European Union (EU) member states spent around €311 billion on research and development (R&D) in 2020, equivalent to 2.3% of GDP, according to data published by Eurostat on Monday and quoted by Agerpres. Romania ranks last among these countries, allocating just 0.47% of GDP to this area last year.
Belgium and Sweden allocated 3.5% of GDP to research last year, followed by Austria (3.2%) and Germany (3.1%), while six Member States allocate less than 1% of GDP to research and development: Cyprus, Bulgaria and Slovakia (all around 0.9% of GDP), Malta and Latvia (both 0.7% of GDP) and Romania (0.47% of GDP).
According to the statistics, over the last ten years, the share of R&D expenditure in GDP has increased in the EU from 2% in 2010 to 2.3% in 2020. This increase is the result of the fact that R&D spending has increased in 24 Member States (including Romania), with the only decreases in Finland, Ireland and Luxembourg.

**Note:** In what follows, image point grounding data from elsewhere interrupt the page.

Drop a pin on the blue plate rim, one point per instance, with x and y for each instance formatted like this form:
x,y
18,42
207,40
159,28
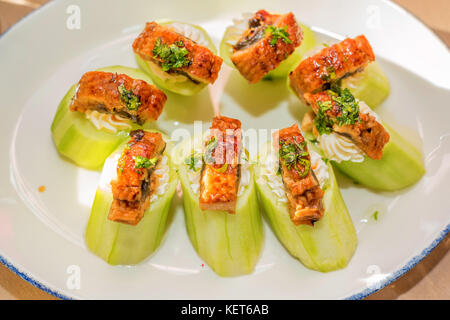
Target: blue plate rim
x,y
357,296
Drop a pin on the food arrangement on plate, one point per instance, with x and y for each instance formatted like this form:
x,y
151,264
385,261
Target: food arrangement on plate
x,y
107,119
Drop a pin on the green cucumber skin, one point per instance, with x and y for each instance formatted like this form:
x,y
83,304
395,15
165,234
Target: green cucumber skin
x,y
229,243
187,88
372,86
329,244
401,166
286,66
77,139
122,244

The biggest increases, however, were recorded in Belgium (from 2% of GDP in 2010 to 3.5% of GDP in 2020), Greece (from 0.9% of GDP in 2010 to 1.5% of GDP in 2020), Poland and the Czech Republic (both with an increase of 0.7 percentage points).
Eurostat highlights that the business sector continued to be the main sector where R&D funds are spent, accounting for 66% of total R&D expenditure in 2020, followed by the higher education sector (22%), the government sector (12%) and the private non-profit sector (1%).
The average amount allocated from the budget to research and development (R&D) in the European Union was €225 per person in 2020, and the countries with the least money allocated to this area were Romania (€15 per person), Bulgaria (€21), Hungary (€39) and Latvia (€42), another Eurostat dataset shows.